# Sneezy Rat



## TheAlchemist (Nov 24, 2014)

My little Latte sneezes multiple times a day and it's a bit concerning after hearing about myco. However she's been like this since we got her a few weeks ago. None of the other ratties are sneezy. All are super active, bright eyed, playful, have great appetites etc. I noticed that Latte sneezes more out of her cage when being held, or when she sticks her little nose between cage bars, anytime her nose bumps or rubs up against something she sneezes. My daughter suggested that perhaps she's sensitive to our hand soap, laundry detergent or the aspen bedding. I did the rat-phoning thing and she's breathing great, no wheezing, crackling or worrisome respiratory sounds. Absolutely healthy in every way so I'm stumped. She doesn't have the reddish staining around her nose or eyes, no nasal discharge, no labored breathing etc Could my daughter be right? This is 3 weeks now and if she had a URI or myco I think it would have worsened in that time. She's just the same old happy, hyper and playful little girl she's been since day one.


----------



## TheAlchemist (Nov 24, 2014)

anyone? I really need to know if my ratty sounds like she's okay. A month out and she's still sneezing like crazy but we notice it's often when her little snoopy nose touches new things like fabric, if she gets in our hair, when she's rummaging in her food dish or investigates and sniffs things. Still no crusty stuff around her eyes or nose, her breathing sounds are great, no laboring, none of the unhealthy sounds from a link someone posted on the topic, shes eating and drinking, still hyper and playful, and she's the picture of health aside from the sneezing. The other 3 ratties are great, no sneezing except on rare occasions. ANYONE have this happening with their ratties? Lots of sneezing but no illness? Really hope someone can answer...don't want to do antibiotics if it's something normal or that's not harmful


----------



## ratbasket (Apr 26, 2014)

I have a pair of female rats who sneeze fairly often as well, sometimes rats just sneeze more than others, but it means you really have to wathc their behavior closely to make sure they aren't sick. It could be the aspen bedding which always makes my rats sneeze, I would try putting them on paper bedding and see if that helps. I like to use this kind of bedding http://www.amazon.com/American-Pet-Diner-Bedding-4-Pound/dp/B006J4V5M8 I have found that it doesn't make my girls sneeze as much as the aspen. She might also just be adjusting to the new smells in her environment.


----------



## TheAlchemist (Nov 24, 2014)

Just an update on my little rex girl. We got rid of that nasty Kaytee paper bedding and washed their cages and ramps out thoroughly last night and within about 6-8 hrs her sneezes got less and less. Tonight she's sneezing 90% less. I was ready to take her to the vet on Tuesday if my check came, but with such quick and drastic improvement I'm thinking it was most likely the bedding and not a URI. What do you guys think?


----------



## ratbasket (Apr 26, 2014)

Probably the bedding then  I tend to personally avoid anything from Kaytee, just because, plus it looks like that kind would get tossed out really easily. I'm glad you found the issue!


----------



## TheAlchemist (Nov 24, 2014)

Update: well, my older girl Latte is still sneezing a bit still but not as bad as she was. Her sneezes are a bit wet. Still no porphyrin staining, discharge etc. To me she sounds a little bit congested but it's not affecting her. Sneezing is still down 90% so I am convinced that the bedding is the culprit.

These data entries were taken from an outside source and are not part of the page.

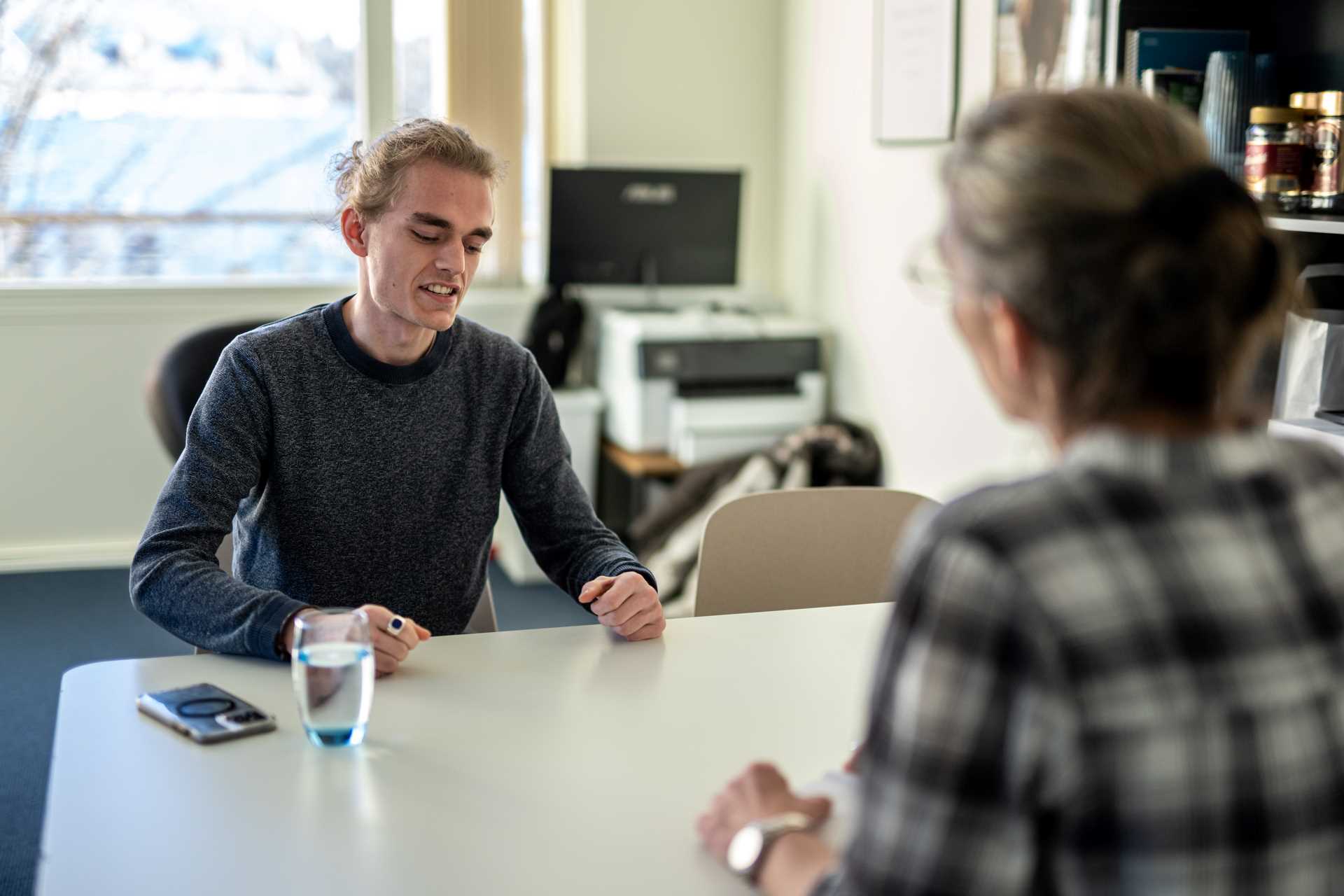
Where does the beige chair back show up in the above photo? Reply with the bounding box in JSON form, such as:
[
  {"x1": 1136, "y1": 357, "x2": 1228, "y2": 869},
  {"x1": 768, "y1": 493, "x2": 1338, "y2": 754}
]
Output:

Now here is my new dilemma. My new baby Scarlett, who i just got 48 hrs ago, is sneezing too and she sounds worse than Latte. She is sneezing dry sneezes, coughing and making warbling sounds the last 24 hrs. 

Talked go the breeder and she said Scarlett has been the most robust, bright eyed and healthy of her litter. Even she's perplexed. Scarlett hasn't been in contact with any of the kaytee bedding, only aspen shavings (which the breeder herself uses). She offered to take the 2 girls back but I declined as these babies are my heart rats! It would devastate me to send them back!

She suggested a cap full of raw organic apple cider vinegar for my 3 babies for health benefits. 

I'm going to clean the cage again tonight, and try straight aspen, as Scarlett was used to just Aspen, and hasn't used paper bedding until coming here. If that fails I'll try lining the cage with clean soft towels that can be when dirty.

Called the clinic we use for our pets and they cant set us up with an appointment until Thursday, the exotic vet is out till then. They also want to charge 50 bucks + meds for each rat. My pay day isn't for 2 wks. IF i have enough funds left over after urgent bills that need paid. Just freaking great! 

I'll have to see what the re-cleaning of the cage will do first. Any thoughts on what could be bothering Scarlett, be it bedding or otherwise? Shes been ridiculously healthy until last night when the sneezes and coughing started, and still is in every other way. 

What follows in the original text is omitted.